We quitted Kasan on Monday morning in one of Lubimoff’s steamers, and, after proceeding two or three hours down the Volga, left that river to finish its career of 2,200 miles, whilst we turned into one of its affluents, the Kama, which is no mean river in itself, having a course of 1,400 miles. The junction of the two streams presents a fine expanse of water, but the banks are too flat to be pretty. Steamboat travelling in Russia is not expensive, the first-class fare from Nijni Novgorod to Perm, a four days’ journey, being only 36s.
After a voyage of three days and a half from Kasan we reached Perm, where the people were in great excitement consequent on the burning of two “quartals,” or large blocks of buildings. The roofs and houses of the town were described as being covered, during the previous night, with women, watching lest sparks should fall on their property, whilst their husbands helped to extinguish the fire; and so great was the fear of a general conflagration, that some sent their wives and families into the neighbouring villages. Others we saw encamped by the bank of the river, whilst on a grass plot near a church were others tired out and fast asleep beside the chattels they had rescued. Not long before, Orenburg and Irbit had been burnt, and were supposed by some to have been wilfully set on fire, and so excited were the inhabitants of Perm, and so ready to snap up persons at all suspected, that we were cautioned, as being strangers, to walk in the middle of the road. We then visited the hospital, saw the Governor, and left some books for the Perm institutions; but I was reserving my strength for Siberia, and the same evening the train was to carry us to the top of the Urals.
FOOTNOTES:
[1] The Government provides support for 150 scholars, half of whom are Russians, and the remaining half are from the five nationalities already mentioned. They have no difficulty in procuring the requisite number of scholars. Such as can say their small Russian catechism intelligently are received, and kept for three years as pupil-teachers, at the expiration of which time they serve the Government for six years by way of return for their education, and receive salaries of from twelve to thirty pounds a year. A New Testament, we found (but not the Bible), is provided for each youth in the higher classes.

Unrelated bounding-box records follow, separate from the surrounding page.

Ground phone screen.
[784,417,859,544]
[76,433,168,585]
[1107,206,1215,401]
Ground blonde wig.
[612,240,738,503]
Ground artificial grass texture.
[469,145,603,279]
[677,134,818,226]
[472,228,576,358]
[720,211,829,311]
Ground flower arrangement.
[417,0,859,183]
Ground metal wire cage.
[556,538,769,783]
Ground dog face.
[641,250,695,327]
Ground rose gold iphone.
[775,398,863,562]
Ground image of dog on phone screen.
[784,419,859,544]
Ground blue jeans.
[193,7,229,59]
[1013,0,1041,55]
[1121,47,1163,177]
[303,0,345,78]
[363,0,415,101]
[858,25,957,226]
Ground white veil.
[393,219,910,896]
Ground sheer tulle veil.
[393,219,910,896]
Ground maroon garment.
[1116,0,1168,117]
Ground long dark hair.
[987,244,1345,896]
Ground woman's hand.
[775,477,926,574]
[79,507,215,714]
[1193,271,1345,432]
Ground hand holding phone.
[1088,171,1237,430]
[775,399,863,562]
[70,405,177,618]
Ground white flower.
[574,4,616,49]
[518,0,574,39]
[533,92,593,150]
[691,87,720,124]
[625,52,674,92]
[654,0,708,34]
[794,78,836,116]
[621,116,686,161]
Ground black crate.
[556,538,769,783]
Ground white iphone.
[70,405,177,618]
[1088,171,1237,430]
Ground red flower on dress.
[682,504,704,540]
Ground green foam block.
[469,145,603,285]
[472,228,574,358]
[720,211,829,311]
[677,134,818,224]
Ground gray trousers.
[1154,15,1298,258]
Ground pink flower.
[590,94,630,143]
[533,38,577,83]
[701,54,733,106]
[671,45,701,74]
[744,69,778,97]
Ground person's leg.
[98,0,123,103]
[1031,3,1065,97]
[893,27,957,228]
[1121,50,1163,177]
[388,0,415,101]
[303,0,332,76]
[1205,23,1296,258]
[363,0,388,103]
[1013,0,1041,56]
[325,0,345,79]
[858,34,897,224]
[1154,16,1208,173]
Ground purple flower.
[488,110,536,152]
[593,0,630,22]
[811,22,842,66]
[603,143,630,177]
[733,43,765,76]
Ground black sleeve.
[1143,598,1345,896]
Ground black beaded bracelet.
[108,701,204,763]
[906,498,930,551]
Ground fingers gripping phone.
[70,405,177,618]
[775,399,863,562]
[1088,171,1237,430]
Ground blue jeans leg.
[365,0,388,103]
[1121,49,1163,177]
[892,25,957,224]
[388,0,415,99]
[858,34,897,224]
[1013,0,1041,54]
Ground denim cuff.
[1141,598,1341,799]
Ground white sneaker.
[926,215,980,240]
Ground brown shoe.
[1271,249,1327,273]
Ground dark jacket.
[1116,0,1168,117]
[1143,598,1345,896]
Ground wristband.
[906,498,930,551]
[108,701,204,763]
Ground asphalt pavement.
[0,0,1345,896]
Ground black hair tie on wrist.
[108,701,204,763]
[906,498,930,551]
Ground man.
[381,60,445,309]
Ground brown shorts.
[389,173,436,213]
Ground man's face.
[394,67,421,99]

[2] Their worship was thus described: The priest takes in one hand a piece of burning wood, and in the other a branch (such as we saw, and on which the leaves were still green, though dry), and then walks in a circle, the area of which is thus, for the time being, consecrated for worship. Then he fastens round a tree a withe, and sticks therein a branch with the bark peeled something like a whip, which is supposed to represent a fir-tree; on this is hung a piece of lead, previously melted, poured into cold water, and molten so as to form roughly the figure of a head, which is called an eeta. Towards this they afterwards say their prayers. The priest kills the victim, which may be a horse, a cow, a chicken, a duck, etc., and sprinkles the blood on the tree and the withe. (The blood was yet visible on the one we saw.) Then they proceed to peel or chip pieces of wood, making them fly off in the direction of the tree; and according as the chips fall, with the bark or the white side upwards, so they divine an answer to their prayer. The branch we saw was brought away by a friend of our informant just after the offering.